At past protests, Dodson’s department — alongside the Alpine Police Department — has offered cruiser escorts and officers on the ground, but without an official invitation, they weren’t sure how to proceed. (In some protest movements, tipping off or involving the police in any way is controversial.) “I didn’t want to go down there and make it look like I thought it was something bad,” he said. “So we were all in the courthouse, watching the cameras.” 

Dodson said he was more conservative in his approach compared to some of his colleagues — one agency wanted to bring in personnel with riot gear, but that proposal got shot down. Some locals had asked if they could organize a counter-protest across the street, but he told them he didn’t think it was the best idea. 

While the Alpine protest was branded as a “No Kings” protest in solidarity with over 2,000 similar events around the country and attended by people with local party affiliations, no one organization claimed the role of official host.
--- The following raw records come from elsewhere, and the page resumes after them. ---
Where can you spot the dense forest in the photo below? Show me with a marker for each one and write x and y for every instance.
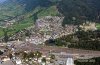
(74, 11)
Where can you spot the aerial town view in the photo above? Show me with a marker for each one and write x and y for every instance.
(49, 32)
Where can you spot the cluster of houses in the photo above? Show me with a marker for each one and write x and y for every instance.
(50, 27)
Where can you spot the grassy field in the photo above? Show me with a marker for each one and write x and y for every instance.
(29, 19)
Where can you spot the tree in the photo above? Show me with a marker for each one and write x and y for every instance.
(5, 35)
(1, 52)
(44, 60)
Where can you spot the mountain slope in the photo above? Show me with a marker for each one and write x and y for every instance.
(80, 10)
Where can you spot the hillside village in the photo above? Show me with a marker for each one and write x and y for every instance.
(48, 27)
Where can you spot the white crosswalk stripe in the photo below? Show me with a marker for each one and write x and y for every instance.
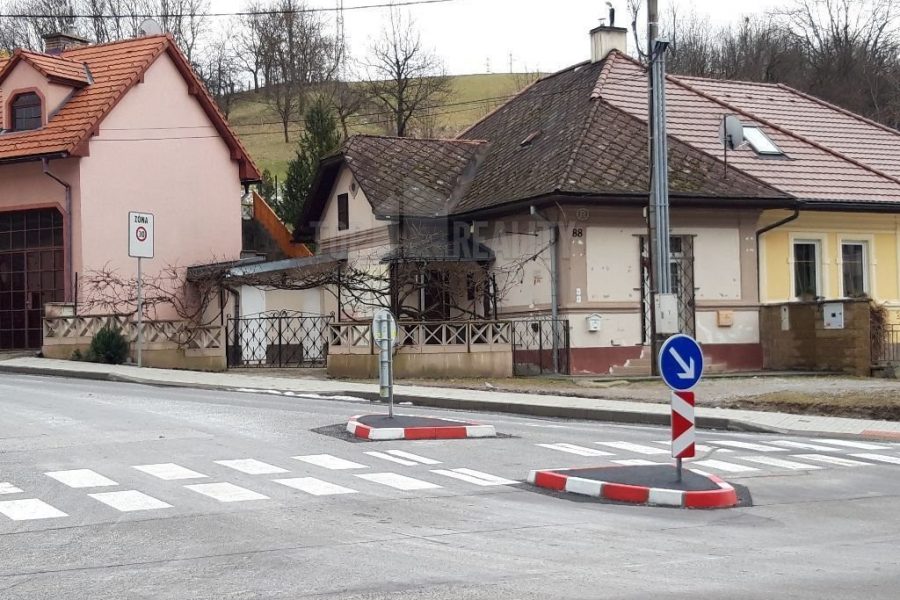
(852, 444)
(81, 478)
(803, 445)
(630, 447)
(251, 466)
(780, 463)
(29, 509)
(399, 461)
(415, 457)
(8, 488)
(699, 447)
(721, 465)
(315, 487)
(476, 477)
(226, 492)
(399, 482)
(573, 449)
(832, 460)
(747, 446)
(635, 462)
(894, 460)
(169, 471)
(130, 500)
(328, 461)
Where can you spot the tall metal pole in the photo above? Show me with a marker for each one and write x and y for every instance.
(140, 337)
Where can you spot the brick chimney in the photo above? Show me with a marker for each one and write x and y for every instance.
(606, 38)
(57, 43)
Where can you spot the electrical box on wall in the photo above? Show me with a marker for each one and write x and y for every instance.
(833, 313)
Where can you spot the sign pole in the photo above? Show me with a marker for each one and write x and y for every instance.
(140, 339)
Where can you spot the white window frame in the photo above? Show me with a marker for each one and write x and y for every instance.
(821, 252)
(868, 244)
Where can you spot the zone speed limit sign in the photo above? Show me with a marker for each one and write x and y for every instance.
(140, 235)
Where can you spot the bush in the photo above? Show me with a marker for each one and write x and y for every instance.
(108, 346)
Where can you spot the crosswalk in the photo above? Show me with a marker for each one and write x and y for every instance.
(740, 457)
(252, 481)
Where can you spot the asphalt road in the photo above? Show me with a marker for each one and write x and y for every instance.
(302, 514)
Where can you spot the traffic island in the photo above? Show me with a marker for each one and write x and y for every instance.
(406, 427)
(655, 485)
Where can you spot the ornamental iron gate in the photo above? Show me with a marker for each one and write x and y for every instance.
(283, 339)
(532, 346)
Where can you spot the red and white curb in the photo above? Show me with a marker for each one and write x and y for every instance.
(723, 497)
(448, 432)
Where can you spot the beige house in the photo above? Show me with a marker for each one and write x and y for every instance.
(537, 210)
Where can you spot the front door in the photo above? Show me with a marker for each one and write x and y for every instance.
(32, 273)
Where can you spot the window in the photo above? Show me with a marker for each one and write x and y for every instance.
(26, 112)
(343, 212)
(853, 269)
(760, 142)
(806, 268)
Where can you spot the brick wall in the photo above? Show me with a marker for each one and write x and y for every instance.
(801, 341)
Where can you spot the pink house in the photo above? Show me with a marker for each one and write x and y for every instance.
(89, 133)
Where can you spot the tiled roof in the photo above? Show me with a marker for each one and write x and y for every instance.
(114, 69)
(554, 138)
(415, 177)
(830, 155)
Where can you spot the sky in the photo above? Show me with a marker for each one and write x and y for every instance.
(479, 36)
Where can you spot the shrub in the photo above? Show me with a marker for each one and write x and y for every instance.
(108, 346)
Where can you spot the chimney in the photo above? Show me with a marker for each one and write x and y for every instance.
(57, 43)
(606, 38)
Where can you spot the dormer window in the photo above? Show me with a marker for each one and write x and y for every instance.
(26, 112)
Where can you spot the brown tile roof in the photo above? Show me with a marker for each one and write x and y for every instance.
(817, 166)
(115, 68)
(415, 177)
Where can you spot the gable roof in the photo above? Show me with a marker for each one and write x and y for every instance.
(818, 167)
(112, 70)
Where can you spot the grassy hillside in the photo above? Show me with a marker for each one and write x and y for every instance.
(261, 133)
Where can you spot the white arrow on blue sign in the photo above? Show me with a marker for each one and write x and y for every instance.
(681, 362)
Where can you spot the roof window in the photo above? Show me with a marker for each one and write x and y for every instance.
(760, 142)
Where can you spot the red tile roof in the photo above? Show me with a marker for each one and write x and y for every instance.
(115, 68)
(830, 154)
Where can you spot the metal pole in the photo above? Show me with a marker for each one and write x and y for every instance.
(140, 337)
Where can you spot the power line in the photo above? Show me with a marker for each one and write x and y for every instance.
(260, 13)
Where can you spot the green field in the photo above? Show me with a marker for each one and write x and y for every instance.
(261, 133)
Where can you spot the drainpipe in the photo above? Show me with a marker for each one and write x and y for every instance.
(45, 163)
(760, 233)
(554, 282)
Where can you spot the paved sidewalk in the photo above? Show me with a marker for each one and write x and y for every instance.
(533, 404)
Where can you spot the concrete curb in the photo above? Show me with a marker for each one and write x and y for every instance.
(723, 497)
(449, 432)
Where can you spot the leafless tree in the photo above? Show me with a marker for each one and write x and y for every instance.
(404, 77)
(302, 55)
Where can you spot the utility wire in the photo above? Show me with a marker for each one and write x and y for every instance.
(251, 13)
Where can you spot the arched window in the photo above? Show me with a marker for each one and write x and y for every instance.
(26, 112)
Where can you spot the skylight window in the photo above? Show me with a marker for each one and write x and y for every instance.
(760, 142)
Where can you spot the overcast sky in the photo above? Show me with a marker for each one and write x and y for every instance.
(544, 35)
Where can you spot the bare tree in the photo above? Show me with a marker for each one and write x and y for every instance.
(302, 56)
(404, 77)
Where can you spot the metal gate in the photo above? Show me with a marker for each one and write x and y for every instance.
(283, 339)
(681, 263)
(533, 348)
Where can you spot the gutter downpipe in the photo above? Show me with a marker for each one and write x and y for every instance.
(45, 164)
(767, 229)
(554, 282)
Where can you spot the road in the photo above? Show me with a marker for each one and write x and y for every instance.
(112, 490)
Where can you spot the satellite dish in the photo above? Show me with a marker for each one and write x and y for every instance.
(150, 27)
(731, 132)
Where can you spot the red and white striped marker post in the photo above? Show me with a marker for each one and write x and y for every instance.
(683, 437)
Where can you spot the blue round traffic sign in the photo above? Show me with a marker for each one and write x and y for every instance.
(681, 362)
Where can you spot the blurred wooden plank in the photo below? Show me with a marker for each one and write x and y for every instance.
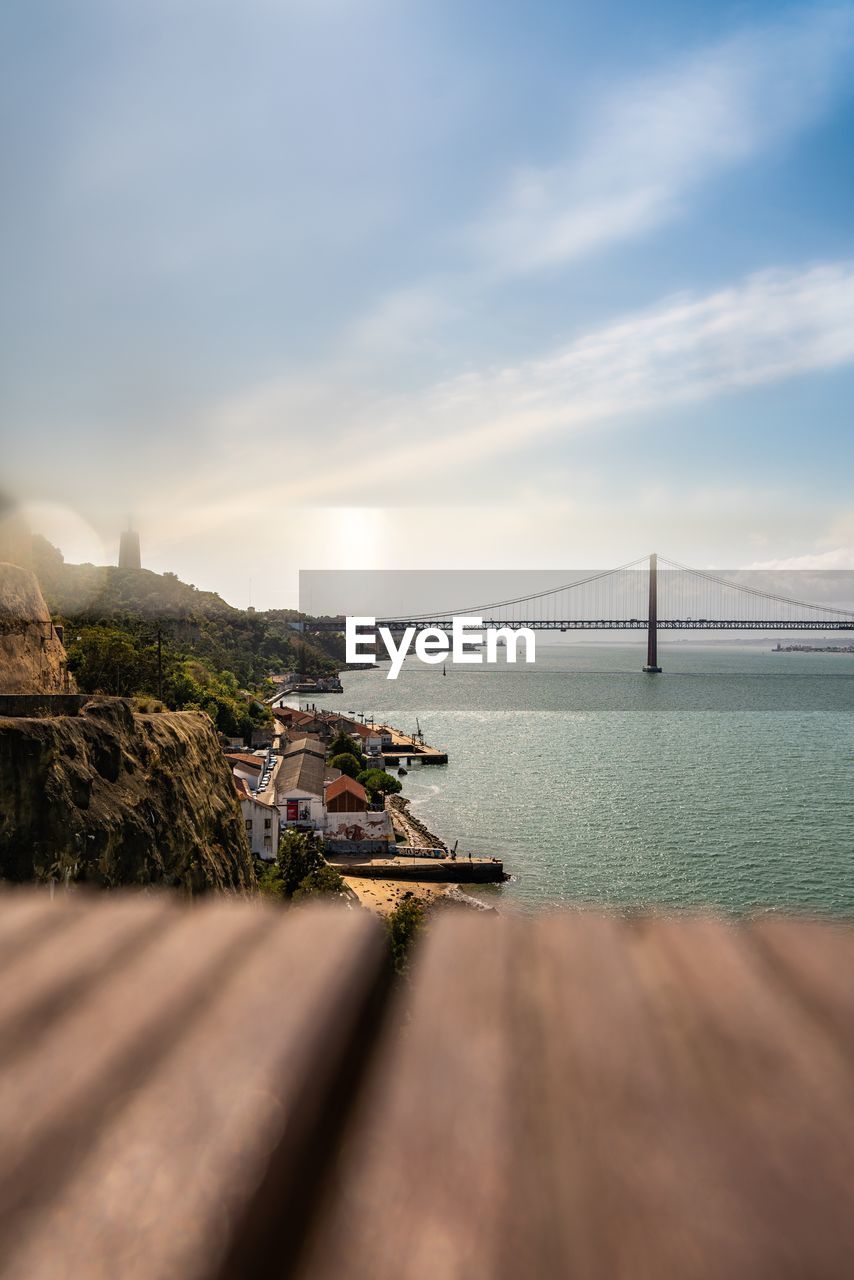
(596, 1097)
(173, 1120)
(74, 949)
(816, 961)
(28, 919)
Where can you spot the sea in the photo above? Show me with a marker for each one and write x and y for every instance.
(725, 782)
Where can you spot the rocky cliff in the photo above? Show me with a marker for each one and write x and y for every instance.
(32, 658)
(112, 798)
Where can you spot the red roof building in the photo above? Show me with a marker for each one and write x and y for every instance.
(346, 795)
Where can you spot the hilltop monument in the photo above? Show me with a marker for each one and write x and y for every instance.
(129, 548)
Holly Blankenship, an Alpine mom involved with the Brewster County Democrats, said that she’d like to see more communication with local officials moving forward. “I’m sure there’s going to be another protest,” she said. “My personal goal is to have more involvement with the community and to have more of a conversation with county and city officials and have them help as well, so we don’t have incidents like what happened on Saturday.” 

Shane O’Neal, representing 53-year-old Craig Andrew Campbell —  the man facing charges — said that his client didn’t mean to hurt anyone. “Mr. Campbell was peacefully participating in a protest,” O’Neal said. “What he regrets more than anything is that this story is detracting from the message that he and others were advocating for, which is that the Trump administration is disregarding the law and is using power in a way that is going unchecked.”

The Sentinel also spoke with the family of the alleged victim, who did not want to be named or quoted but confirmed the account reported in public records by the Brewster County Sheriff’s Office.